Fig 6. Involvement of RNase L and PKR in restricting replication of EndoU-deficient MHV.

Fig 6

(a) Replication kinetics of MHV-A59 and MHVH277A following infection (MOI = 1) of bone marrow-derived RNase L-/- macrophages. Mean and SEM are shown. The 95% confidence bands are highlighted in grey. Data represent four independent experiments, each performed in two to three replicas. The difference in peak levels of viral titers (MHV-A59: 5.5, MHVH277A: 3.5) was statistically significant (***, p<0.001). (b) Intracellular staining of p-eif2α (left panel) and puromycin (right panel) and FACS analysis of MHV-A59 and MHVH277A infected (MOI = 1) C57BL/6 macrophages. One representative histogram out of three is shown. Phosphorylation of eif2α was determined using an antibody directed against p-eif2α. Cells without virus infection (mock) were used as controls (left panel). To label active translation (right panel), puromycin was added to the cells 15min prior to harvesting. Cells without puromycin-treatment (no puromycin) as well as cells without virus infection (mock) were used as controls. (c, d) Replication kinetics of MHV-A59 and MHVH277A following infection (MOI = 1) of bone marrow-derived PKR-/- (c) and RNase L-/-/PKR-/- (d) macrophages. Mean and SEM are shown. The 95% confidence bands are highlighted in grey. Data in (c) represent three independent experiments, each performed in two to three replicas. The difference in peak levels of viral titers (MHV-A59: 4.6, MHVH277A: 2.7) was statistically significant (**, p = 0.004).

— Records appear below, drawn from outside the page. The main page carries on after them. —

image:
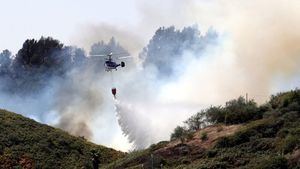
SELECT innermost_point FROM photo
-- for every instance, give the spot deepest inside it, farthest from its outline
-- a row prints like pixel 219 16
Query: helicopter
pixel 109 63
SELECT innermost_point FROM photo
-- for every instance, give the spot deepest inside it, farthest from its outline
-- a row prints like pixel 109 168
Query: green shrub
pixel 203 136
pixel 179 133
pixel 290 143
pixel 277 162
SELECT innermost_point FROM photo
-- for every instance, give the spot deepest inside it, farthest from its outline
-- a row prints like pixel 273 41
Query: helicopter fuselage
pixel 109 65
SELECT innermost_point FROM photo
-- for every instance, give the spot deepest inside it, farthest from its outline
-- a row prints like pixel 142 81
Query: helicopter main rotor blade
pixel 99 55
pixel 125 57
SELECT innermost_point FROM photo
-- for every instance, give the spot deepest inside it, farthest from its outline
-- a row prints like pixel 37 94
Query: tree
pixel 5 61
pixel 169 44
pixel 196 122
pixel 178 133
pixel 36 53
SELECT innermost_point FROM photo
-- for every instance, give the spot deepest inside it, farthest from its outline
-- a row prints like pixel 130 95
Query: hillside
pixel 270 140
pixel 26 144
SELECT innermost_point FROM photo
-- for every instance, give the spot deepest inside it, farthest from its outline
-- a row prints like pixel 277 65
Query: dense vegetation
pixel 268 139
pixel 25 143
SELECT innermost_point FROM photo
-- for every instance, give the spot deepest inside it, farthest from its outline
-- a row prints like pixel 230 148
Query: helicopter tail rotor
pixel 122 64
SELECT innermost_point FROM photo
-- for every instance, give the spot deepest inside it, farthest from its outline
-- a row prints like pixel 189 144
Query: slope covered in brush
pixel 25 143
pixel 238 135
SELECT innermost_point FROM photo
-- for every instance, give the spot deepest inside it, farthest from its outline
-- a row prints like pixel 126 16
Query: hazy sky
pixel 60 19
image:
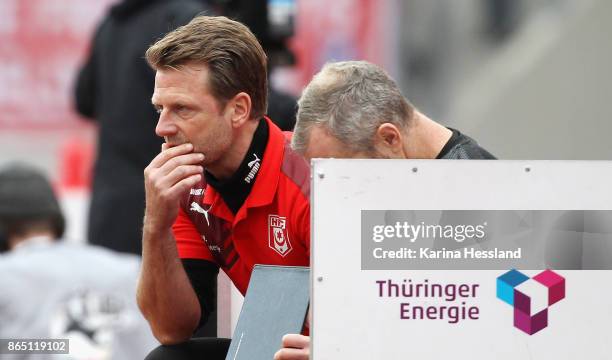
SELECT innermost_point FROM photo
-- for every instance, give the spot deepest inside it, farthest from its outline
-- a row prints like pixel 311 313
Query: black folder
pixel 275 304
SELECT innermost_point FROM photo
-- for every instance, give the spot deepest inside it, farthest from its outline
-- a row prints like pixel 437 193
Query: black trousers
pixel 196 348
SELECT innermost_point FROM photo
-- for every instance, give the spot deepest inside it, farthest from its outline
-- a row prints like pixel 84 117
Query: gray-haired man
pixel 353 109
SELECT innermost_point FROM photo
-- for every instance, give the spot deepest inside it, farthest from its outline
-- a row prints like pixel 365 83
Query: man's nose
pixel 165 125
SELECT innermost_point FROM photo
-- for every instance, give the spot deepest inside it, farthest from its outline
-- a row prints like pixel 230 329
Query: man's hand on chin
pixel 294 347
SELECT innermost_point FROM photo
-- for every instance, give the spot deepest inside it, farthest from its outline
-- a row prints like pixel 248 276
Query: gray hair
pixel 351 100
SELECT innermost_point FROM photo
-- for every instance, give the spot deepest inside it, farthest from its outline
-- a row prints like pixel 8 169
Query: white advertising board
pixel 448 259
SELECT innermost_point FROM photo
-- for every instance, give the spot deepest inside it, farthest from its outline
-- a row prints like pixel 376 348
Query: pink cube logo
pixel 531 297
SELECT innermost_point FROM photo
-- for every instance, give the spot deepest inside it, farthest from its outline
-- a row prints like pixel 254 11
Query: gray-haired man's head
pixel 342 110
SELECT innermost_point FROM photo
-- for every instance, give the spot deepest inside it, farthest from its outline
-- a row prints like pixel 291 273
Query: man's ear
pixel 389 142
pixel 239 108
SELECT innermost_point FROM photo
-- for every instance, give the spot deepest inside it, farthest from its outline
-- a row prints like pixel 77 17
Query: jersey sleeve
pixel 189 243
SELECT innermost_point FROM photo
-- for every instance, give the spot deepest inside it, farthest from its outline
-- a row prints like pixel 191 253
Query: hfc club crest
pixel 278 239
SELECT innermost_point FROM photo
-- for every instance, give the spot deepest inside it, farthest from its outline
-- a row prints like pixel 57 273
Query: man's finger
pixel 179 173
pixel 291 354
pixel 180 160
pixel 169 153
pixel 296 341
pixel 184 185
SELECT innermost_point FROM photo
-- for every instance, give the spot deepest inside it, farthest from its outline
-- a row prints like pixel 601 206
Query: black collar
pixel 236 189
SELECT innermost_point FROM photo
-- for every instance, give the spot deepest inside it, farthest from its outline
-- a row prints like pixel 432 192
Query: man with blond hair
pixel 224 171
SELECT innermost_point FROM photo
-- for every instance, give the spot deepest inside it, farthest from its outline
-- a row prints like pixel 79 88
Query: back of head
pixel 351 100
pixel 236 61
pixel 27 203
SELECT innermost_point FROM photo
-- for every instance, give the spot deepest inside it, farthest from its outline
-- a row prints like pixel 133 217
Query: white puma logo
pixel 251 163
pixel 197 208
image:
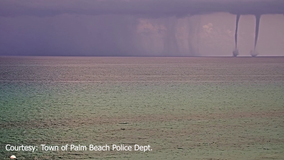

Data in (d) represent three independent experiments, each performed in two to three replicas. The difference in peak levels of viral titers (MHV-A59: 6.1, MHVH277A: 5.4) was statistically significant (*, p = 0.036). (e) Comparison of differences in peak titers calculated by using the non-linear regression model. Mean and 95% confidence intervals of calculated peak titers of MHV-A59 and MHVH277A following infection (MOI = 1) of bone marrow-derived C57BL/6 (data correspond to Fig 2B), IFNAR-/- (data correspond to Fig 4A) and RNase L-/-/PKR-/- (data correspond to Fig 6C) macrophages are displayed. Statistical analysis was performed to compare differences of calculated MHV-A59 and MHVH277A peak titers between C57BL/6 and IFNAR-/- (**, p = 0.008), between C57BL/6 and RNase L-/-/PKR-/- (**, p = 0.004) and between IFNAR-/- and RNase L-/-/PKR-/- (p = 0.612; ns) macrophages following MHV-A59 and MHVH277A infection.